Pemerintah Indonesia diminta untuk mengeluarkan kebijakan yang progresif dalam rangka meningkatkan sektor kelautan dan perikanan di era Masyarakat Ekonomi ASEAN (MEA).
“Pemerintah perlu menempuh kebijakan progresif guna menguatkan keberadaan sektor perikanan di tengah kompetisi MEA,” kata Wakil Sekjen Kesatuan Nelayan Tradisonal Indonesia (KNTI) Niko Amrullah di Jakarta, Rabu (2/3).

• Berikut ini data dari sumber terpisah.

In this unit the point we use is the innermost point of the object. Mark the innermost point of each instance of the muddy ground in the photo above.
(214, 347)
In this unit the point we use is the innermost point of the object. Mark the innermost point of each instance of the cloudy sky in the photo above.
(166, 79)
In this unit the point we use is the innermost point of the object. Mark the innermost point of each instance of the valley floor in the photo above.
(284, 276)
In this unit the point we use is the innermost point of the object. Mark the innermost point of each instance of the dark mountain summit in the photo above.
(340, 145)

Menurut Niko, di sektor kelautan dan perikanan, Indonesia masih unggul dalam konteks produksi dan potensi, namun belum kompetitif ketika dihadapkan pada persaingan ekspor khususnya produk olahan hasil perikanan yang lebih mempunyai nilai tambah perekonomian.

Langkah meningkatan daya saing itu, ujar dia, dapat ditempuh antara lain dengan pengesahan RUU Perlindungan dan Pemberdayaan Nelayan, Pembudidaya Ikan dan Petambak Garam sebagai upaya negara dalam melindungi mereka.

Serta, juga memberikan kemudahan akses permodalan dan akses pasar yang dapat ditempuh melalui digitalisasi pemasaran produk hasil perikanan yang hadir di kampung-kampung nelayan di berbagai daerah di Tanah Air.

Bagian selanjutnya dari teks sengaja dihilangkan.